10. Eerlijke belasting
De vennootschapsbelasting (over de winst van grote ondernemingen) moet omhoog. Niet alleen bij ons, maar in heel Europa. Sterke schouders dragen de zwaarste lasten. Het is niet meer dan eerlijk dat bedrijven en mensen die veel geld hebben ook hun steentje bijdragen in het herstel waar zij ook zelf van profiteren. Om dat te bereiken, willen we een tijdelijke solidariteitsheffing invoeren. Zo komen we eerlijker uit de crisis en verkleinen we de kloof tussen arm en (heel) rijk.

11. Schuldenvrije basisbeurs
Het leenstelsel zorgt voor een opeenstapeling van onzekerheden onder studenten. In combinatie met flexibele arbeidscontracten en de stijgende huizen- en huurprijzen leidt dat tot grote problemen.

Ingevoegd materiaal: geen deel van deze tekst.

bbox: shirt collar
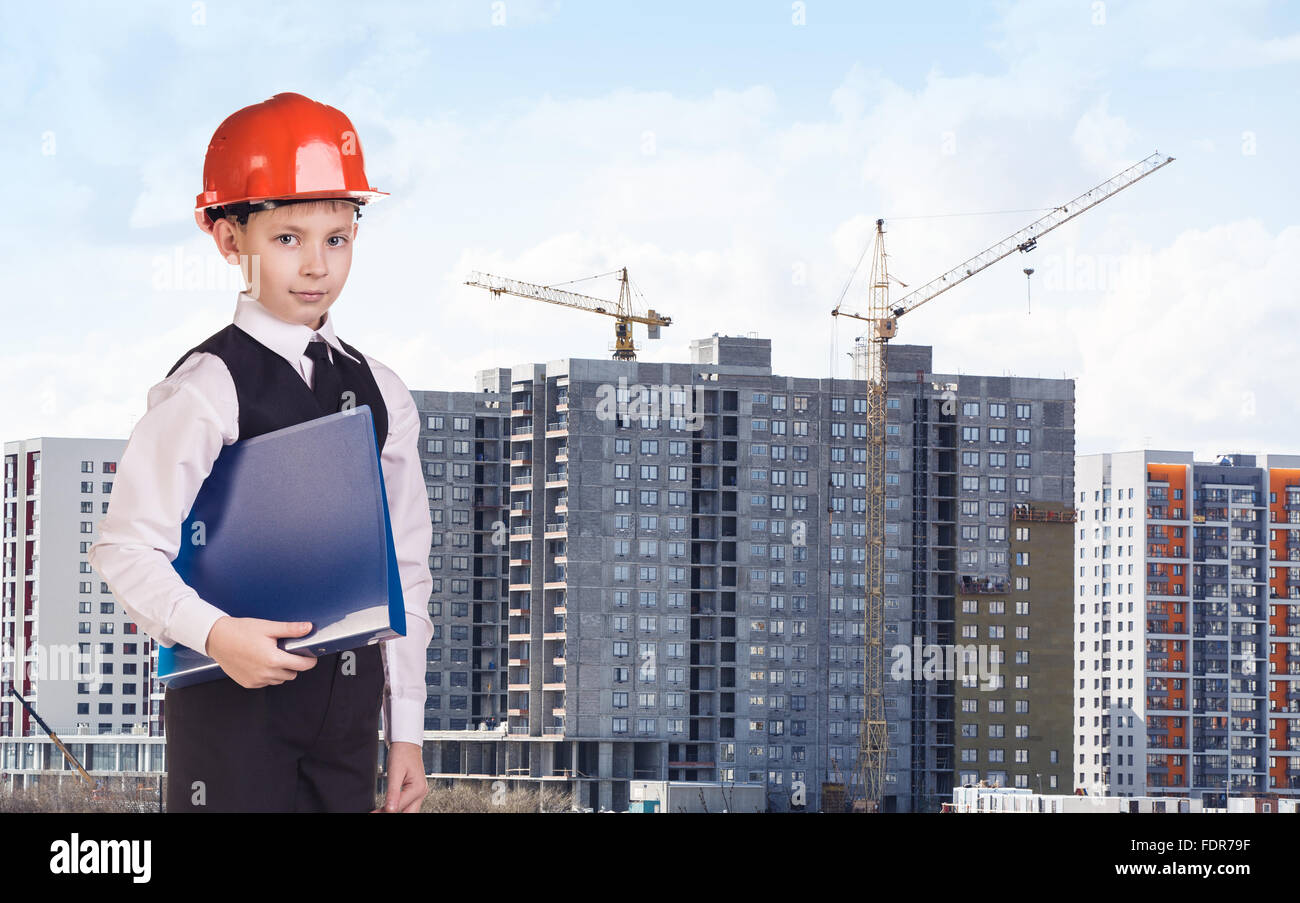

Iedereen zou een opleiding af moeten kunnen ronden zonder schulden. Daarom moet er een schuldenvrije basisbeurs komen. Dat is een investering voor nu en voor toekomstige generaties. Studenten die nu een enorme studieschuld hebben opgebouwd verdienen volledige compensatie. En: schuldenvrij studeren mag nooit ten koste gaan van de onderwijsbegroting.